LA BOÉTIE, ETIENNE DE (1530–1563), French humanist. Born in Sarlat, la Boétie studied law and became counselor to the parlement of Bordeaux. He tried to carry out the tolerant religious policies of the chancellor, Michel de l'Hôpital. La Boétie was apparently a Marrano. In the letter by his closest friend, Montaigne (Works, tr. by D. Frame (1958), 1054), describing his death la Boétie said to the priest who was giving him the last rites, "I protest that as I have been baptized as I have lived, so I want to die in the faith and religion which Moses first planted in Egypt, which the patriarchs then received in Judea, and which, from hand to hand, in the progress of time, has been brought into France," clearly indicating that he wanted to die a Jew.
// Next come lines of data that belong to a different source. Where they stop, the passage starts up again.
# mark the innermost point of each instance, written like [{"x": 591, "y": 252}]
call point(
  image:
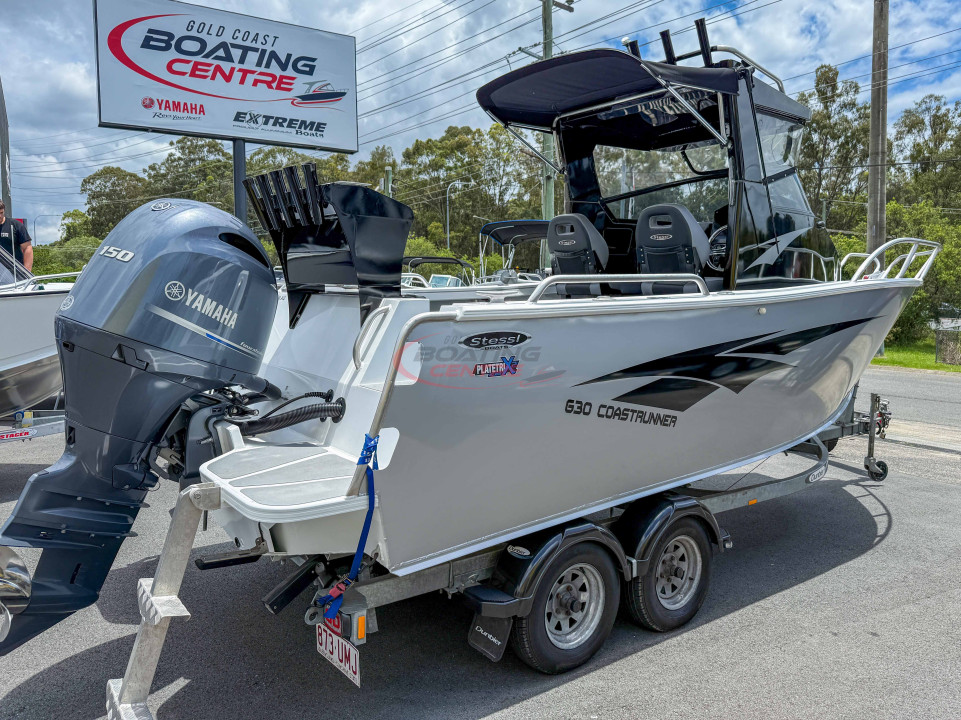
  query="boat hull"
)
[
  {"x": 29, "y": 366},
  {"x": 605, "y": 408}
]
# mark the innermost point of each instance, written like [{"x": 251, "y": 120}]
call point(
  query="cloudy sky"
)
[{"x": 419, "y": 64}]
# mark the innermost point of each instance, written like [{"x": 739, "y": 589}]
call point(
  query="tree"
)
[
  {"x": 924, "y": 134},
  {"x": 832, "y": 162},
  {"x": 74, "y": 224},
  {"x": 198, "y": 169},
  {"x": 371, "y": 171},
  {"x": 112, "y": 193}
]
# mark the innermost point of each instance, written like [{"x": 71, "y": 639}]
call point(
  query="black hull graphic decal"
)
[{"x": 686, "y": 378}]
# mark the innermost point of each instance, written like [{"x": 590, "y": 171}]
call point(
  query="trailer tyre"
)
[
  {"x": 672, "y": 589},
  {"x": 575, "y": 604}
]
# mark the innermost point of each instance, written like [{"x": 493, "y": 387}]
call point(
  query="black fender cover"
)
[
  {"x": 523, "y": 564},
  {"x": 644, "y": 522}
]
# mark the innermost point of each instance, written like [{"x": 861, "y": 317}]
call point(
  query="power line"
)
[
  {"x": 410, "y": 26},
  {"x": 870, "y": 55},
  {"x": 385, "y": 17}
]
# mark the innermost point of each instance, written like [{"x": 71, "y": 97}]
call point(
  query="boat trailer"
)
[{"x": 630, "y": 533}]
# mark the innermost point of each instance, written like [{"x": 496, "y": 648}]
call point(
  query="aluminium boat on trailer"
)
[
  {"x": 679, "y": 336},
  {"x": 29, "y": 367}
]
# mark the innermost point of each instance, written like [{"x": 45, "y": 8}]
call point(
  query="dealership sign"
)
[{"x": 179, "y": 68}]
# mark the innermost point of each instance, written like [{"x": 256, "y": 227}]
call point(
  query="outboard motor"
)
[{"x": 178, "y": 301}]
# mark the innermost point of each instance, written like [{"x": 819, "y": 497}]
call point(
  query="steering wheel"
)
[{"x": 718, "y": 243}]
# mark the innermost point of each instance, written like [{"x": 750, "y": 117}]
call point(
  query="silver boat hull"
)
[
  {"x": 582, "y": 406},
  {"x": 29, "y": 365}
]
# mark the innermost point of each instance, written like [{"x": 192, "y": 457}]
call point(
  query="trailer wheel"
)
[
  {"x": 575, "y": 604},
  {"x": 672, "y": 589}
]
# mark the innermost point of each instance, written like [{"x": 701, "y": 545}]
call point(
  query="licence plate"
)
[{"x": 341, "y": 653}]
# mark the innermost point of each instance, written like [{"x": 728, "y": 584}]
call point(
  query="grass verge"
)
[{"x": 919, "y": 355}]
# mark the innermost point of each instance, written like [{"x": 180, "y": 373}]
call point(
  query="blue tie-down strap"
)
[{"x": 332, "y": 600}]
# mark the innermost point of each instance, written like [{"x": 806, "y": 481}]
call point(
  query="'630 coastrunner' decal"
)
[{"x": 688, "y": 377}]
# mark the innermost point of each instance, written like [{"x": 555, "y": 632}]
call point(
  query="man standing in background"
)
[{"x": 15, "y": 239}]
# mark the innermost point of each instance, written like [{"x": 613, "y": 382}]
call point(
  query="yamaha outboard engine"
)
[{"x": 178, "y": 301}]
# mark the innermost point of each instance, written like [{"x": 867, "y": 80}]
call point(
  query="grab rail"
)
[
  {"x": 904, "y": 260},
  {"x": 358, "y": 358},
  {"x": 615, "y": 279},
  {"x": 35, "y": 279},
  {"x": 844, "y": 261}
]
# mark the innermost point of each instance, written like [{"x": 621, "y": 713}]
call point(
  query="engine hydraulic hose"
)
[{"x": 332, "y": 410}]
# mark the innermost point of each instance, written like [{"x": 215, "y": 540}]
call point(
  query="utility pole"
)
[
  {"x": 457, "y": 183},
  {"x": 878, "y": 150},
  {"x": 547, "y": 141},
  {"x": 240, "y": 174}
]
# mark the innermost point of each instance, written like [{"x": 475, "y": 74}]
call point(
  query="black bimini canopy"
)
[
  {"x": 536, "y": 94},
  {"x": 413, "y": 261},
  {"x": 515, "y": 232}
]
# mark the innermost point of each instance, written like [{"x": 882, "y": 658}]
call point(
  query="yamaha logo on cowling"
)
[
  {"x": 174, "y": 290},
  {"x": 178, "y": 292}
]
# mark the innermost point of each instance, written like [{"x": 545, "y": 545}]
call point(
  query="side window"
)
[
  {"x": 787, "y": 193},
  {"x": 780, "y": 142}
]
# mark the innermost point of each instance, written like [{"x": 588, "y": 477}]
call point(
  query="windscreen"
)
[{"x": 694, "y": 175}]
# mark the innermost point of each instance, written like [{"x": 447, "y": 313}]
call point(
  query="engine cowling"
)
[{"x": 178, "y": 300}]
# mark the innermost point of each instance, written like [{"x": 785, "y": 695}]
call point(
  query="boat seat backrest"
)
[
  {"x": 670, "y": 240},
  {"x": 576, "y": 247}
]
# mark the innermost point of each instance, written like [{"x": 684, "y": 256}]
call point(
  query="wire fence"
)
[{"x": 947, "y": 346}]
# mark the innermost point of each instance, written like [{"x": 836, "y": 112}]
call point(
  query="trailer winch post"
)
[{"x": 127, "y": 698}]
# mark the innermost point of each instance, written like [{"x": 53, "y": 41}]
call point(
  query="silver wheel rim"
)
[
  {"x": 678, "y": 572},
  {"x": 574, "y": 606}
]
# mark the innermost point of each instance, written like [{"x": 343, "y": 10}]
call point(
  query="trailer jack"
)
[{"x": 159, "y": 603}]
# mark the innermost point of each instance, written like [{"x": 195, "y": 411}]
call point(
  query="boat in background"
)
[{"x": 29, "y": 367}]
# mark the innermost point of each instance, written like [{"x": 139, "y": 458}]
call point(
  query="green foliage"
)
[
  {"x": 64, "y": 255},
  {"x": 835, "y": 148},
  {"x": 919, "y": 355},
  {"x": 74, "y": 224},
  {"x": 112, "y": 194}
]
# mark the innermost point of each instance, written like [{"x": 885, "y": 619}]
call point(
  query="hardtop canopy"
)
[
  {"x": 515, "y": 232},
  {"x": 536, "y": 95}
]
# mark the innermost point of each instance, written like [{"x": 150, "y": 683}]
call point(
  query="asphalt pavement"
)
[{"x": 842, "y": 601}]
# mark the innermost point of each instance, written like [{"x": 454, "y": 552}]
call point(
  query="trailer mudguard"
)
[
  {"x": 523, "y": 563},
  {"x": 645, "y": 521}
]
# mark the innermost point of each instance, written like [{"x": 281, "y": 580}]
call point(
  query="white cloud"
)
[{"x": 48, "y": 66}]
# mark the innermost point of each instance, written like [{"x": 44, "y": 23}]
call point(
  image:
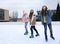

La Boétie's most important writing is his Discours de la servitude volontaire, written when he was 16 or 18, first published in a collection entitled Memoires de l'Estat de France (1576), and later together with Montaigne's Essays. It is a plea for human freedom and dignity against the tyranny of rulers, and is the first modern statement of nonviolence as the means of protest. An English translation appeared in 1942 as Anti-dictator. La Boétie was also an important translator of the classics (Plutarch and Xenophon) and one of the first major poets of the French Renaissance, connected with the members of the Pléiade.

bibliography:

C. Paulus, Essai sur La Boétie (1949); V. Lugli, Une amitié illustre: Montaigne et La Boétie (1935); H. Day (M. Dieu), Etienne de la Boétie (Fr., 1939); P. Bonnefon, Etienne de la Boétie, sa vie, ses ouvrages et ses relations avec Montaigne (1888).